Meet Chef Watson

Source: foodperestroika.com

Publication: dailyRx.com
January 13, 2015

Roll aside, Rosie — looks like the Jetsons might have found another super helper.

A new version of the “Jeopardy”-winning supercomputer Watson is here, and this time, he’s going to help you make a tasty — and healthy — dinner.

Chef Watson, built by the makers of the supercomputer that won $1 million on the game show, considers food combinations, cuisines, allergies and health concerns to create recipes to its master’s liking, according to Business Insider India.

“If you can understand what’s in an actual ingredient,” said Steven Abrams, an engineer with The Watson Group, according to NPR “so what is in butter, what’s in strawberries, what’s in chocolate. What are the key flavor compounds that give them those pleasant sensations? Then, you can make predictions about what’s going to be pleasant, what’s going to be sweet and spicy and salty and savory.”

That’s how Watson works his culinary magic. And Watson’s uses could be expanded to help those with food allergies and health concerns, in addition to considering food shortages.

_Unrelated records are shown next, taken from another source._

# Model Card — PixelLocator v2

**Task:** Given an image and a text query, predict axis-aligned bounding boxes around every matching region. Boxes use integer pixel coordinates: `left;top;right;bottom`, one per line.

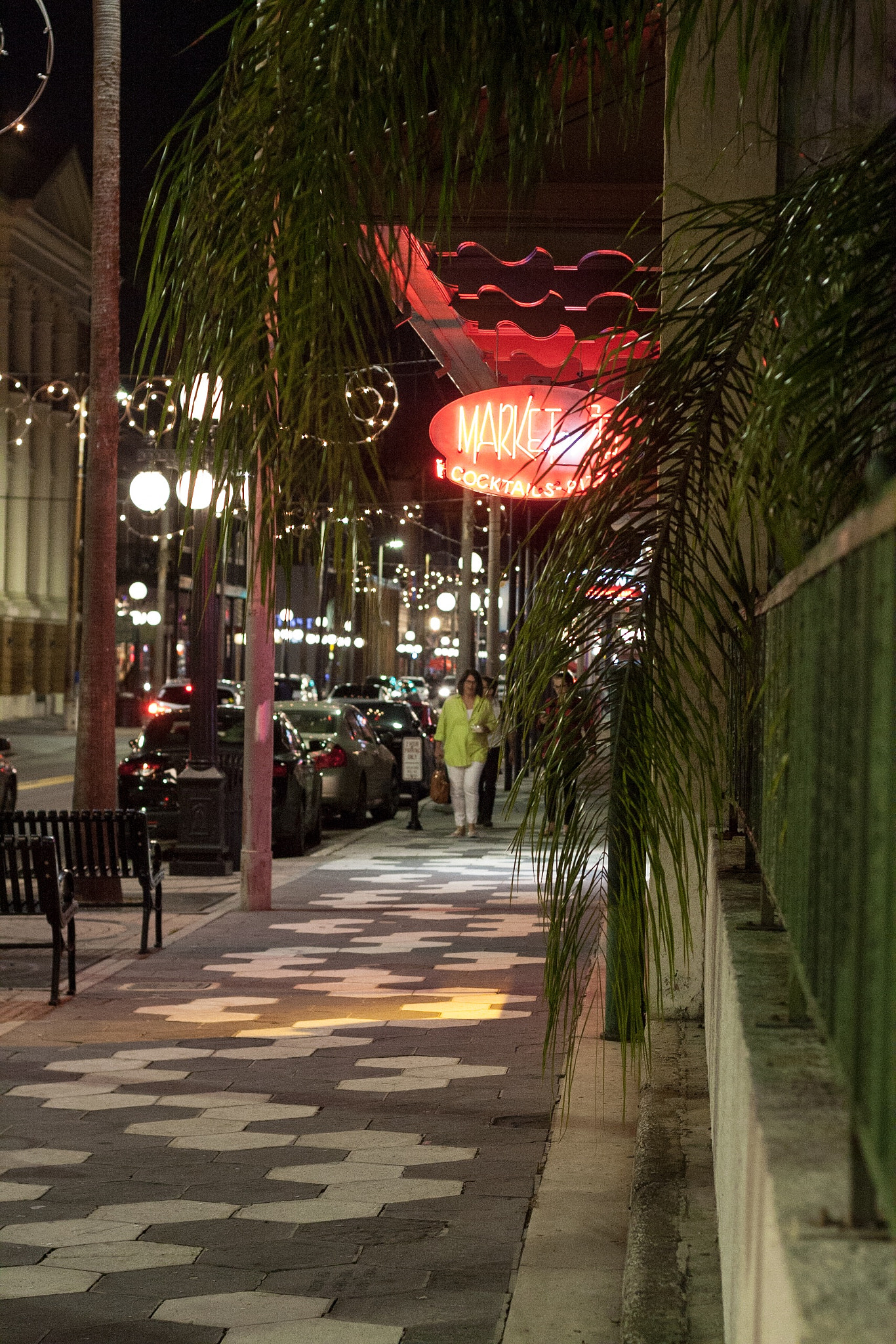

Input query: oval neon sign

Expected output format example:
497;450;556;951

430;386;624;500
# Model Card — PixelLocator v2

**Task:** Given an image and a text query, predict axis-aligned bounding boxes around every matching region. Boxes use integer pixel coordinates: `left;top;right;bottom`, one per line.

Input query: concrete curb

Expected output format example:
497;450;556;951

622;1021;724;1344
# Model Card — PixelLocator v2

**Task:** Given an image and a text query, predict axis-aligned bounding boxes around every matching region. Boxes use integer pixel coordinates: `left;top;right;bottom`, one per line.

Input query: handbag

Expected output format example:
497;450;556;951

430;765;451;807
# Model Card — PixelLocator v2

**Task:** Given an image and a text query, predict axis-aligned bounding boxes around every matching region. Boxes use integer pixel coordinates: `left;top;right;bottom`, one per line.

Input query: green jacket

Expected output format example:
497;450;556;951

436;692;499;766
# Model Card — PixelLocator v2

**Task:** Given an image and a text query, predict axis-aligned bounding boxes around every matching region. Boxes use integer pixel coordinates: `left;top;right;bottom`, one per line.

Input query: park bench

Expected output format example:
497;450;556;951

0;835;78;1008
0;810;163;953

“It might be that you want to improve the fat content or the calorie content,” Abrams told NPR, “and it might be that what you want to do is focus less on certain fishes that may be overfished or may be endangered and instead trade in other fishes.”

To use Watson, a chef enters the ingredients and cuisines she prefers into her computer, along with allergy and diet concerns — such as gluten-free and low salt — and Watson generates a recipe.

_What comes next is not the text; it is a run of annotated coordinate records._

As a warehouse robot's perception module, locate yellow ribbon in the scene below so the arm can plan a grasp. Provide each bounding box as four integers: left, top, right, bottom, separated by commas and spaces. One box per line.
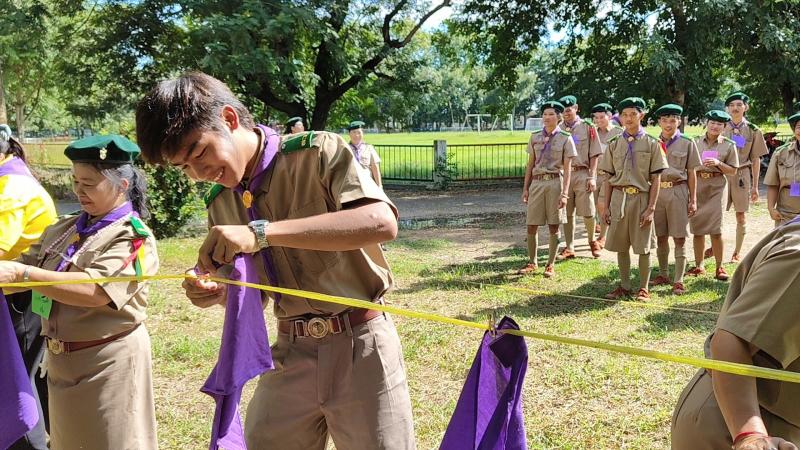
0, 274, 800, 383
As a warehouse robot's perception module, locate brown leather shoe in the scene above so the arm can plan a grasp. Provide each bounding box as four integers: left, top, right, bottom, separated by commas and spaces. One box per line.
556, 247, 575, 261
650, 275, 671, 286
606, 286, 631, 300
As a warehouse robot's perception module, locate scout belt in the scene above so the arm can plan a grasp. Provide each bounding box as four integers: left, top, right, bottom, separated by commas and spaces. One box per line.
45, 324, 139, 355
278, 308, 383, 339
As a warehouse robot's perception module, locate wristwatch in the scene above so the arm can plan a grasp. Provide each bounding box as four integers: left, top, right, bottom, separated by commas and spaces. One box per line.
247, 219, 269, 248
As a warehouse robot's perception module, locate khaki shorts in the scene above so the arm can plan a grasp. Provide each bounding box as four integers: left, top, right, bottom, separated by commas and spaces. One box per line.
689, 176, 728, 236
567, 170, 595, 217
606, 189, 653, 255
653, 183, 689, 238
725, 166, 753, 212
526, 177, 567, 226
672, 369, 800, 450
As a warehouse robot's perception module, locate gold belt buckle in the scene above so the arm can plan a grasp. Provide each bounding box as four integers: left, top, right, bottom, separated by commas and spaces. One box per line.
47, 338, 64, 355
308, 317, 330, 339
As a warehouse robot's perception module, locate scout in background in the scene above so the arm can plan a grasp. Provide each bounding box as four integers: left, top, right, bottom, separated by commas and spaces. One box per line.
136, 72, 415, 449
672, 216, 800, 450
764, 112, 800, 227
0, 135, 158, 450
599, 97, 668, 301
347, 120, 383, 188
283, 117, 306, 134
592, 103, 622, 250
688, 110, 739, 281
0, 124, 56, 450
558, 95, 602, 260
517, 101, 575, 278
722, 92, 769, 262
653, 104, 702, 295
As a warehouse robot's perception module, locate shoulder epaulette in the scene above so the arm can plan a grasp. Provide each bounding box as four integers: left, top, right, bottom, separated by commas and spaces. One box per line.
203, 184, 225, 208
281, 131, 314, 153
131, 216, 150, 237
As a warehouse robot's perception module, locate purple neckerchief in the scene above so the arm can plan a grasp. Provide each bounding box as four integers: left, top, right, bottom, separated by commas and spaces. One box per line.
0, 290, 39, 448
439, 317, 528, 450
233, 124, 281, 302
200, 253, 280, 450
536, 126, 561, 166
56, 202, 137, 272
0, 157, 33, 178
622, 128, 644, 169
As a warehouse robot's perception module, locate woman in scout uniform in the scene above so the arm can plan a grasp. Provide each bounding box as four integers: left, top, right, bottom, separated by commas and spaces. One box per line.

According to Business Insider, Watson understands what ingredients cuisines could have in common and what combination might taste best. And voila, recipes like Vietnamese apple kebab and shrimp-lamb dumplings are born.

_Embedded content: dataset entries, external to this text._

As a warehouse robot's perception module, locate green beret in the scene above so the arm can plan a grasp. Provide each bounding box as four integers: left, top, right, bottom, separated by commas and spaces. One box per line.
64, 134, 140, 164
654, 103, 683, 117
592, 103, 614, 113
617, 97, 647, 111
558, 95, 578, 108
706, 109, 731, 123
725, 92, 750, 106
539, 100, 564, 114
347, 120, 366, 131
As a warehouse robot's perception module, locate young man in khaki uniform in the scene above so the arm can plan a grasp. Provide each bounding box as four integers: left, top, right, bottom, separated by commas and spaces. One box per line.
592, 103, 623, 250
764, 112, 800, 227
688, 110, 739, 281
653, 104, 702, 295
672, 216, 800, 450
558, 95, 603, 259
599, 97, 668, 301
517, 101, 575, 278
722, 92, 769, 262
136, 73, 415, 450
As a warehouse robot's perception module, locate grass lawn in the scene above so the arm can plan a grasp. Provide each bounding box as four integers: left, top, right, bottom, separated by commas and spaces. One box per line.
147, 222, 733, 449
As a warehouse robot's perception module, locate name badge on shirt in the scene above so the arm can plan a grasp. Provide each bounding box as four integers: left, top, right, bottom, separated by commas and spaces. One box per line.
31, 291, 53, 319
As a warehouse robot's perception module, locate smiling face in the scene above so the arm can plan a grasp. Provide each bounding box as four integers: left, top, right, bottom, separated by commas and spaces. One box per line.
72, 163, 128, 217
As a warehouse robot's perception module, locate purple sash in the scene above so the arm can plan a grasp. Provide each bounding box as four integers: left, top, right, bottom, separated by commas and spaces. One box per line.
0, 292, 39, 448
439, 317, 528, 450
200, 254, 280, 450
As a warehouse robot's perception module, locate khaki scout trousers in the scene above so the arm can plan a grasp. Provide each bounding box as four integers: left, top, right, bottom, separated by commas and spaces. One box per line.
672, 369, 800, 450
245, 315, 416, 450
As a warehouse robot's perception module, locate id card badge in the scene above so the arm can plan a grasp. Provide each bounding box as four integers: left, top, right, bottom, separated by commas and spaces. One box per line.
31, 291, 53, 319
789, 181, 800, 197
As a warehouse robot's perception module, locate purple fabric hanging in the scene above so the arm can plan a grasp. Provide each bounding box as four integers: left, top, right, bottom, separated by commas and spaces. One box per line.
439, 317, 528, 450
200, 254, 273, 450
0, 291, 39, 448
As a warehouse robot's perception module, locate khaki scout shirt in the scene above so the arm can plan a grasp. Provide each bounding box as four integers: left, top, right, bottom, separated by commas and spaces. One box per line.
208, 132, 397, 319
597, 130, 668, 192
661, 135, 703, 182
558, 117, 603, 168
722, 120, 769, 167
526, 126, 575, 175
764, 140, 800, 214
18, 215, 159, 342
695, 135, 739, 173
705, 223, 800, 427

Watson is a cognitive computing technology that, according to IBM’s Watson website, “processes information more like a human than a computer.” Watson learns languages, gathers data and gains intelligence over time. As the computer learns from both its failures and its successes, it gets smarter, and its hypotheses, like the recipes of Chef Watson, improve.

But Watson isn’t quite the humanoid the Jetsons’s Rosie is — he doesn’t exactly know when to say no. Recipes from Watson have included such disasters as Belgian bacon pudding and an Austrian chocolate burrito, according to Fusion.